Over the course of four weeks last summer 418 children took part in literacy camps run by Frontier College and the Cree School Board. As a result, 418 kids went back to class in September with stronger literacy skills. Programs in all nine Cree communities combined reading with language and learning games, cultural activities and a great deal of physical activity.
According to Frontier College spokesperson and program head Mélanie Valcin, the main goal of the camps was to prevent summer reading loss. The college’s final report demonstrates the programs more than succeeded. Recently tabulated results show that children in the summer program didn’t just read the required reading amount – they surpassed it significantly.
Valcin pointed to research that indicated that children should read about five books over the summer months to maintain their comprehension skills. Those who participated in the Frontier College programs read an average of nine books over the month-long exercise.

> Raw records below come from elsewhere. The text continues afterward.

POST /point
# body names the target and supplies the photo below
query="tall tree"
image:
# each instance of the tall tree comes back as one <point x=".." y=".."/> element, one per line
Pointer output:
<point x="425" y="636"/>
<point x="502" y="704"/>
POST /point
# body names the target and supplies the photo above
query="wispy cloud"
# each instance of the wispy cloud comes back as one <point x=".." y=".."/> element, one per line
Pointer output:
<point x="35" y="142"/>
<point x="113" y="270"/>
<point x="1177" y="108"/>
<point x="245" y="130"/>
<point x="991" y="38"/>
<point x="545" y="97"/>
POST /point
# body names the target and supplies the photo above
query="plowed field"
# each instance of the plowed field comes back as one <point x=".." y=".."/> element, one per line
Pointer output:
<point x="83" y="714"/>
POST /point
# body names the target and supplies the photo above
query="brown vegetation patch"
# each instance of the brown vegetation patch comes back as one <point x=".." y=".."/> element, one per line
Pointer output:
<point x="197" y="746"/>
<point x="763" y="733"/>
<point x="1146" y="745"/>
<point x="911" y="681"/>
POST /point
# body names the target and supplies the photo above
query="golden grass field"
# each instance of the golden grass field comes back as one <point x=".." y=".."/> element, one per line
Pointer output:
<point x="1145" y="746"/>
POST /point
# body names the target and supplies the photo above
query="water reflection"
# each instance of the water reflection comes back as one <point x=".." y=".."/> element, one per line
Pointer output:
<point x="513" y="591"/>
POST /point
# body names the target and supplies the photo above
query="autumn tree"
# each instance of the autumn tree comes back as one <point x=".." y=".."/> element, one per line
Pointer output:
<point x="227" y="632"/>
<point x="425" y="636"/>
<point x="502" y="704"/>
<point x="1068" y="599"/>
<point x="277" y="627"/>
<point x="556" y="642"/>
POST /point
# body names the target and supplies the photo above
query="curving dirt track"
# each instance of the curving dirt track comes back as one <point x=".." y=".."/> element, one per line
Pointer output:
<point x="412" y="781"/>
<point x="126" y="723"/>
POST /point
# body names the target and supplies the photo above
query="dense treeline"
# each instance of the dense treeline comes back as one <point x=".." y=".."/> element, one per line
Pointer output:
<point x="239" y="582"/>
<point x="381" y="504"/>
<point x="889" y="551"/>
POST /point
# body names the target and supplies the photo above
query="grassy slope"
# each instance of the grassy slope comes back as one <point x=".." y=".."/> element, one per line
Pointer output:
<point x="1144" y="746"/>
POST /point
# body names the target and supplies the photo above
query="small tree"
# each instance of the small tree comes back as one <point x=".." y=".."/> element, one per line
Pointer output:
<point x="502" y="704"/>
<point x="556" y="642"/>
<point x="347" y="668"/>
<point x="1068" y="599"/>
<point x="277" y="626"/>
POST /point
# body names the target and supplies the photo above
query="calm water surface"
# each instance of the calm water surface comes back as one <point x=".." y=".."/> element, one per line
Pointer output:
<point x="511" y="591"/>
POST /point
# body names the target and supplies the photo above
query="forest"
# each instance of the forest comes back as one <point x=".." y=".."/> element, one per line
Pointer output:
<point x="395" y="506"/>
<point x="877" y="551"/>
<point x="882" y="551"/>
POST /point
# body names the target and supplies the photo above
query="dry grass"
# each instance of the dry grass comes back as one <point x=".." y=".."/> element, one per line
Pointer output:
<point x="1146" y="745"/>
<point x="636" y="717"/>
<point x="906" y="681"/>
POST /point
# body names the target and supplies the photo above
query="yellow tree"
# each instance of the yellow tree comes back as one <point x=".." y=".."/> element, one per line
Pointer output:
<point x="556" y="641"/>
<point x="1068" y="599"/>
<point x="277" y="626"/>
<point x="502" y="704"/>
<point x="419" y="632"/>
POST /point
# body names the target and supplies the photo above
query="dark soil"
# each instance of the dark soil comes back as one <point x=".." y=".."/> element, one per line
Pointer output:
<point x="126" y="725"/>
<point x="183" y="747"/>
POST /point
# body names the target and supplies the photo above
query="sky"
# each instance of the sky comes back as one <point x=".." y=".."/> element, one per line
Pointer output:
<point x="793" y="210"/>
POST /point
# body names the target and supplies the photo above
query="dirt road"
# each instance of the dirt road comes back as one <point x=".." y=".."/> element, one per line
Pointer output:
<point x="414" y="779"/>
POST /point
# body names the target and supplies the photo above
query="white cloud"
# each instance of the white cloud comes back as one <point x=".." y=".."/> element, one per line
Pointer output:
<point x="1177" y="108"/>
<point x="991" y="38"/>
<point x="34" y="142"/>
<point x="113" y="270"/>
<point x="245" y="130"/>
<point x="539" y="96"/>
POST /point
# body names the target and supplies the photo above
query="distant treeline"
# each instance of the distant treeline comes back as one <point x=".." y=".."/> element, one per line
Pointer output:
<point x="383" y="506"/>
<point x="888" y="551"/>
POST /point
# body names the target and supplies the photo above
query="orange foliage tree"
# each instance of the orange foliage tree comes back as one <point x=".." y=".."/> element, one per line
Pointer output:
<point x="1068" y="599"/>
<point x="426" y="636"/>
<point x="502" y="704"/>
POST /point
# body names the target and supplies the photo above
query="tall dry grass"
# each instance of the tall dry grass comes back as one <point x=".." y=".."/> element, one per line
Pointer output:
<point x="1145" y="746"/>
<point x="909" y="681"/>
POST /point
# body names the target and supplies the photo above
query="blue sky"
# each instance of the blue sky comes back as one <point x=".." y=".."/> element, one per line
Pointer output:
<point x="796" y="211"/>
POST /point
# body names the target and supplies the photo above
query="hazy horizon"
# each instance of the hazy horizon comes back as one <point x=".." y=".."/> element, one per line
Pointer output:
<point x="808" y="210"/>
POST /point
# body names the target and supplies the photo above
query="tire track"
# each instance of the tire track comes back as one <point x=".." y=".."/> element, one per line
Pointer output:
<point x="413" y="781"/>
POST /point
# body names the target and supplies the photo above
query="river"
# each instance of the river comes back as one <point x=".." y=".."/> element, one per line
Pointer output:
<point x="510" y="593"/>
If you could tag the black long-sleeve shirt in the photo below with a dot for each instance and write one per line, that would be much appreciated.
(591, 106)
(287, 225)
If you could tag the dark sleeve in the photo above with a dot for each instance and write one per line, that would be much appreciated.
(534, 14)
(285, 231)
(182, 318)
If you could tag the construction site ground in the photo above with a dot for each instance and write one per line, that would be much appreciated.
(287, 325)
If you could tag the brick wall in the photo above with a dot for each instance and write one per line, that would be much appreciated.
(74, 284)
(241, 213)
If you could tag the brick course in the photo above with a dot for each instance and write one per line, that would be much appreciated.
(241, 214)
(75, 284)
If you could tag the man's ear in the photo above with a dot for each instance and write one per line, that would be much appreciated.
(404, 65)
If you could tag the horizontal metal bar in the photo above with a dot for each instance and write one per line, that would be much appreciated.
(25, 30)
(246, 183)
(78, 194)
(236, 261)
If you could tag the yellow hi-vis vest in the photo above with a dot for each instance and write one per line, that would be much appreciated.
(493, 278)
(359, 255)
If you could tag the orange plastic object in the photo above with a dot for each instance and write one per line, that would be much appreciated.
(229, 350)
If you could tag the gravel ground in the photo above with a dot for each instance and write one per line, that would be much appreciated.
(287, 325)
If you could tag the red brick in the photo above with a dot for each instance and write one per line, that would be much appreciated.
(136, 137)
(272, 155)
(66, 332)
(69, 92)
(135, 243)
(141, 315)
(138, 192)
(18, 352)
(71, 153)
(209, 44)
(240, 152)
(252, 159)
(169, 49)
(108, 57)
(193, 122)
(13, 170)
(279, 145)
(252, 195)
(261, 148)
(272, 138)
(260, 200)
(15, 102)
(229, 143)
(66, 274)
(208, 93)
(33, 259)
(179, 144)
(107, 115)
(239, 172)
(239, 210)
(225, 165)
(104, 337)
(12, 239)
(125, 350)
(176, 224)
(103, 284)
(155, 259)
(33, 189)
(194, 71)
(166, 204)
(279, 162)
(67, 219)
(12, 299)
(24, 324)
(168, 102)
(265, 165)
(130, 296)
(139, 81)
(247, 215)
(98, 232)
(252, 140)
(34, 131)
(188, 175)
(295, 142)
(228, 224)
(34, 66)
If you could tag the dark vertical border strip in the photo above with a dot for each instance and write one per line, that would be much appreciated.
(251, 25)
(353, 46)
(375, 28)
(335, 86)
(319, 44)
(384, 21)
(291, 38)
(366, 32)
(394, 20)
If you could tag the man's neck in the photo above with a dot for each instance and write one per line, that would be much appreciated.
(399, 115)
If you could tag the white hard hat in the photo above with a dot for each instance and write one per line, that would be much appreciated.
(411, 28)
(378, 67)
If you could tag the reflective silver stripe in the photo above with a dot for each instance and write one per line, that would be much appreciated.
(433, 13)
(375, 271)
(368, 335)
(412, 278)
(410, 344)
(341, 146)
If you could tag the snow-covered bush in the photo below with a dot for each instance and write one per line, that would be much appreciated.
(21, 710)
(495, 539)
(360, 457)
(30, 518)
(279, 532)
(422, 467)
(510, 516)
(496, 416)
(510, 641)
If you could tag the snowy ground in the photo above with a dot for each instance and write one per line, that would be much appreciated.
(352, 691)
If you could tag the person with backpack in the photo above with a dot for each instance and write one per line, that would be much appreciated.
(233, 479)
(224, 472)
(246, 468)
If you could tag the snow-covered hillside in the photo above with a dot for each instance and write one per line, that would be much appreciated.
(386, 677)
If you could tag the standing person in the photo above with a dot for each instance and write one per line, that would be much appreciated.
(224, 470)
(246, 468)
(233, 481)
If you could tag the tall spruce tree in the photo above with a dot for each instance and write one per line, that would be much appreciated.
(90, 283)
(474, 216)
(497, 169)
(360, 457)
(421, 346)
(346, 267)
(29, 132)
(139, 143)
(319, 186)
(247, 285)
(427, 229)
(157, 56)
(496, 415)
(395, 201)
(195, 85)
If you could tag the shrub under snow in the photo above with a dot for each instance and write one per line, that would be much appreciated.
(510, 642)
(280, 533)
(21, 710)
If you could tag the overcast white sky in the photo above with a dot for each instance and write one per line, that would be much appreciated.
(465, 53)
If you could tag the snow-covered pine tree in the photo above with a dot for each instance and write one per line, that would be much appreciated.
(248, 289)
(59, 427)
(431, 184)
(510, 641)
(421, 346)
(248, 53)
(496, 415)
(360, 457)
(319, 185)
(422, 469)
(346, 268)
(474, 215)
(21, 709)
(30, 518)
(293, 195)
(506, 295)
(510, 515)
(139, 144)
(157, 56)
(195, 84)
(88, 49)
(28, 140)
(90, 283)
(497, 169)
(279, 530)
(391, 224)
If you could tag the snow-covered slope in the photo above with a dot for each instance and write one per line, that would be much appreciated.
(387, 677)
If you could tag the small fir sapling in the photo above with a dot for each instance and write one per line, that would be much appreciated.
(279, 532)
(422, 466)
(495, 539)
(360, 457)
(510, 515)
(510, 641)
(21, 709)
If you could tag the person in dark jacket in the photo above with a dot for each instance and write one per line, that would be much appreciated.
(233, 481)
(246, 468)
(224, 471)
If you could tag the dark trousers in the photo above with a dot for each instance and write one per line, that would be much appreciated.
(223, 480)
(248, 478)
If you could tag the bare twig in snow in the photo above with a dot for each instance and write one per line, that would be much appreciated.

“Often children will finish a school year with one reading level but if they don’t read or write at all over the summer they will return in September having lost the learning equivalent of one full school year,” said Valcin. “We were trying to reduce the incidence of that by offering very rich and fun programming over the summer that includes reading and writing as well as other programming that is conducive to learning.”
According to CSB Director of Schools Kim Quinn, Frontier was chosen for this project because of the college’s experience with Aboriginal communities. Frontier College was founded in 1899 and has worked with Aboriginal communities for the last 40 years.
“I heard only positive remarks from our campers, parents and counselors who participated, which says this first camp was a success,” said Quinn. “We are looking at it again for the summer of 2014 with slight improvements, mainly with the intention of welcoming more students.”
Quinn said the Cree School Board had been interested in establishing summer reading camps after a 2008 resolution to this effect by the Council of the Commissioner. The goal is to help students read to their grade level in both their first and second languages.
“This camp was partly to pursue this end and also to develop a love of reading for our students. Success in literacy is a shared goal among all in the Cree School Board: the council of commissioners, management and schools,” said Quinn.
The curriculum for the Cree communities was developed after Ontario’s then Lieutenant-Governor James Bartleman re quested in 2005 that the camp program be founded for Native children in Northern Ontario.
“At the time, we were working in five different communities in Northern Ontario and the success of it was just amazing as the kids loved it, the community loved it, the families loved it and the counselors loved it. So, from the original five communities we have expanded the program to 84 communities across Canada,” said Valcin.
According to Valcin’s report, every parent said their child was more prepared for school as a result of attending camp – and that they would have their child participate in the camp again.
One Waskaganish mother’s letter to Frontier said she was “happy that my daughter was selected to participated in the literacy camp knowing that the community rarely has had these kinds of summer camps in the past. Every morning my daughter was always eager to attend the camp and said that it was always fun at the end of the day. For example, she has shared with us new songs that she learned from the camp. I would have to say that her learning skills improved a lot.”
A Waskaganish grandparent said the camps even benefitted children who were too young to attend. “My grand-girls Chenille and Elisha were reading the books that they brought home. They were reading to their baby sister. It will help them in their education.”
According to Concordia Creative Writing student Jade Adams, who worked in Oujé-Bougoumou, the counselors adapted the program to the needs of each group as Oujé only had a class of about 30 kids participating, ranging in age from 6-12.
“We did a lot of drawing comic books and so for the younger children this would mean drawing and then we would help them with a few words and the older kids we would encourage them to do more than one page, to set up where the story was taking place and come up with a title,” said Adams.
Over in Mistissini, Amanda Quinn said that it took a while for the kids in her group to get used to the program as many of them initially confused the counselors with teachers. Through structuring the classroom differently, a little redecorating and using different kids of learning games, Quinn said that they were able to give these children a different kind of a learning experience over the summer.
“Towards the end of the camp they started taking out more books because they were really comfortable, they knew that they could touch them and that they were there for them. Before some of the literacy games in the beginning they were too intimidated to touch these books,” said Quinn.